Gobernación entendió el argumento y, a diferencia de lo sucedido en las tragedias de Sófocles, de Esquilo y México, las víctimas, junto con el Estado, intervenimos las fosas. Hasta el momento no sólo se han entregado 11 cuerpos, sino que cada uno de los 106 restantes están inhumados humanamente y con sus respectivos registros y ADN dentro de gavetas que se encuentran en el panteón Jardines del Recuerdo, en Cuautla.
Por desgracia, ese acto ejemplar en el que legalidad y legitimidad caminaron juntas para enfrentar uno de los flagelos más terribles de la nación: los desaparecidos; ese acto, que debió haberse convertido en política de Estado, quedó devorado por la vorágine de la violencia y el sensacionalismo mediático y político (cuando todo se vuelve importante ya nada lo es), y el divorcio entre legalidad y legitimidad volvió a lanzar a las víctimas a la situación de Antígona y de las Suplicantes. Es decir, a clamar por la legitimidad aplastada por una legalidad que sola, como sucedió desde el 68, ha protegido la desaparición y el crimen.
El acto más significativo de ese clamor surgió durante el Segundo Diálogo por la Paz, la Verdad y la Justicia el 14 de septiembre en las instalaciones del Centro Cultural Universitario Tlatelolco. En el momento en que frente al presidente electo, Andrés Manuel López Obrador, y los próximos representantes de la Secretaría de Gobernación, Olga Sánchez Cordero, y Alejandro Encinas, pedí un minuto de silencio, muchas víctimas lo interrumpieron para gritar: “¡No queremos silencio! ¡Queremos justicia!”.

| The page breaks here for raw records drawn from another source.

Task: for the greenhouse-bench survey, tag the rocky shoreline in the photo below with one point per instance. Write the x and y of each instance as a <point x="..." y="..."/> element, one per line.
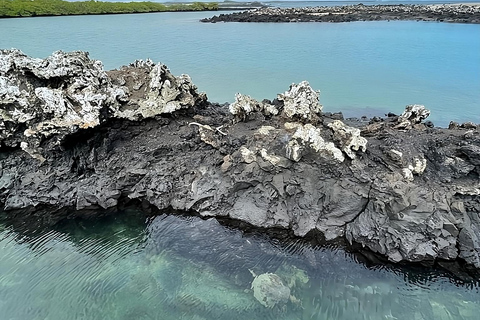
<point x="458" y="13"/>
<point x="80" y="141"/>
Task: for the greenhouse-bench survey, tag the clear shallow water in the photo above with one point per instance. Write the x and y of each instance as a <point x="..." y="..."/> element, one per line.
<point x="361" y="68"/>
<point x="171" y="267"/>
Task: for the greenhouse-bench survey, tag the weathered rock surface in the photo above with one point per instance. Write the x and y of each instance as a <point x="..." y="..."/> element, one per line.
<point x="77" y="141"/>
<point x="459" y="13"/>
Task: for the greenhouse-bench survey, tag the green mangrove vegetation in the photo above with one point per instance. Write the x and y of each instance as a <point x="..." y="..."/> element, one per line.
<point x="31" y="8"/>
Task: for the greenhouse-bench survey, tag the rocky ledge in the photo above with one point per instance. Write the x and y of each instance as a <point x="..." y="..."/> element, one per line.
<point x="460" y="13"/>
<point x="79" y="141"/>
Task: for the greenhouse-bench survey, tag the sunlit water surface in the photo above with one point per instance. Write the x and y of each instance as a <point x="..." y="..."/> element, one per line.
<point x="173" y="267"/>
<point x="361" y="67"/>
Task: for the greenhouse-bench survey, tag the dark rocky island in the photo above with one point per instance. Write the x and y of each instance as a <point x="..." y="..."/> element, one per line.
<point x="459" y="13"/>
<point x="78" y="141"/>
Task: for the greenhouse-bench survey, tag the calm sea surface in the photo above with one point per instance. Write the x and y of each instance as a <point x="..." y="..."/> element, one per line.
<point x="360" y="68"/>
<point x="170" y="267"/>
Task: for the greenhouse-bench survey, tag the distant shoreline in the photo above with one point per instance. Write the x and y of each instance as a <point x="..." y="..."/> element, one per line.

Esas víctimas, que han sido maltratadas por el crimen y la legalidad del Estado, que en medio de su indignación y su furor no entendieron el llamado al silencio (un llamar a los ausentes a la presencia de un acto en el que se trazaron la líneas generales para llevar a cabo un proceso de justicia hasta ahora negado), esas víctimas volvían, con su grito, a poner en evidencia el divorcio entre legalidad y legitimidad, entre poder temporal y poder espiritual, entre potestas y auctoritas, entre, dirían Antígona y las Suplicantes, la Justicia que yace soterrada y sin enunciación formal en el sistema legal y que por un momento, en la intervención de las fosas de Tetelcingo, volvió a tomar su lugar junto al Derecho.

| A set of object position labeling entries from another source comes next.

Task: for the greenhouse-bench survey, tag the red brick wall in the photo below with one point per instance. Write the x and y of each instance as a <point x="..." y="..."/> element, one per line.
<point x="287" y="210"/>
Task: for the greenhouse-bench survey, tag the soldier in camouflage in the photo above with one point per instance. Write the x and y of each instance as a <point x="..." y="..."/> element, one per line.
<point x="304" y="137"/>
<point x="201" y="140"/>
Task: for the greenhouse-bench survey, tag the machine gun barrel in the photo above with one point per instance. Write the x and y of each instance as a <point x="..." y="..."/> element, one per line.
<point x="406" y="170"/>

Ese clamor es también un llamado al próximo gobierno a que vuelva a unir la legalidad con la legitimidad, un clamor que pide que el principio legitimador de la soberanía en el momento de las elecciones, no se corrompa, como ha sucedido en México, con reglas jurídicamente prefijadas que han terminado por someter la legitimidad popular y destruir el orden político.
Es posible creer que así se hará. Al menos es la respuesta que López Obrado dio al grito de las víctimas y a la propuesta de una política de Estado sobre justicia transicional: “En el momento en que llegue a la Presidencia, pediré perdón a las víctimas y voy a comprometerme para que haya justicia”.

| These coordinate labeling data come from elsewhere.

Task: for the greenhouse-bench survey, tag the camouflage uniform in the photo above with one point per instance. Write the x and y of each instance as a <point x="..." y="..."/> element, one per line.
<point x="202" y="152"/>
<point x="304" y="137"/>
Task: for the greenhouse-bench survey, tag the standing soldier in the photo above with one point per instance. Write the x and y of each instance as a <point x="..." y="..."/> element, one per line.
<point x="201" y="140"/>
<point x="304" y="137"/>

En esa construcción de la justicia, a la que AMLO y los próximos custodios de la Segob se comprometieron, la experiencia con las fosas de Tetelcingo debe ser parte del modelo a seguir en lo que a la intervención de fosas, tanto del crimen organizado como de las fiscalías de todos los estados, se refiere –el desaseo y la perversión de Tetelcingo exigen abrir las de todas las fiscalías–. Eso, y otras acciones, como dotar de refrigeradores y de verdaderos forenses a los Semefos, necesita muchos recursos. No sólo los hay –allí están los cientos de millones de pesos que le recortarán a la Cámara de Diputados–, el sufrimiento del país y su emergencia los necesitan sobre cualquier otra prioridad.
Además opino que hay que respetar los Acuerdos de San Andrés, detener la guerra, liberar a las autodefensas de Mireles y a todos los presos políticos, hacer justicia a las víctimas de la violencia, juzgar a gobernadores y funcionarios criminales y refundar el INE.